A new real-time auto insurance monitoring system is now being used in some parts of Louisiana to help police enforce the requirement that drivers are up to date on paying their premiums.
The American Press reports the new monitoring system is being rolled out in three phases, beginning with trial runs by state police in Baton Rouge and Monroe that started on Sunday.
It will be launched statewide for all state police troops next before eventually being open to all police, according to state officials.
Previously, police could only check to see if a driver had an insurance card and not if coverage had lapsed due to non-payment. In a recent report by the Insurance Research Council, 12 percent to 15 percent of Louisiana motorists are uninsured. The report, released in 2014, was based on the number of insurance claims made by people who were injured by uninsured drivers compared with those hurt by insured drivers.
The system will pull reports from insurance companies and provide the information to the state Office of Motor Vehicles and to state police. Troopers will be able to check the database from their vehicles during a traffic stop.
Troop D spokesman Sgt. James Anderson in Lake Charles said that when a state trooper conducts a traffic stop now, the trooper has to contact the troop by radio to determine whether the driver has up-to-date insurance. The new system is expected to remove that extra step in the verification process.
“By eliminating that third-party input, it will allow us to have the most current and most accurate information readily available,” Anderson said. “The current information on drivers will allow us to ensure they’re complying with our state liability insurance laws.”

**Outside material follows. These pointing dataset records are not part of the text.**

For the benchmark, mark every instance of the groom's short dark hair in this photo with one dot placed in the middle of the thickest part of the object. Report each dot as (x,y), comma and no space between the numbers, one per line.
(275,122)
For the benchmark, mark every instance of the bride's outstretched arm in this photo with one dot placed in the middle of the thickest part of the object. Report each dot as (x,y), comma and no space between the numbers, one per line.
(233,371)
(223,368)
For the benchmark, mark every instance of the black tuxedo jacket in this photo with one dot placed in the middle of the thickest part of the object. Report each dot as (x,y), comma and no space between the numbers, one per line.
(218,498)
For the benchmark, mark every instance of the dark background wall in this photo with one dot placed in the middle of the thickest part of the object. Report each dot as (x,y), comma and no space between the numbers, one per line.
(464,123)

Louisiana is routinely identified as having among the highest insurance rates. State residents pay an average of $1,774 in car insurance premiums each year – the fourth-highest amount, according to insure.com. The national average is $1,311.
In late 2015, a massive backlog of lapsed insurance cases resulted in the state OMV issuing fines to a large number of Louisiana residents. State officials have said the real-time monitoring system will keep the state from any similar backlogs in the future.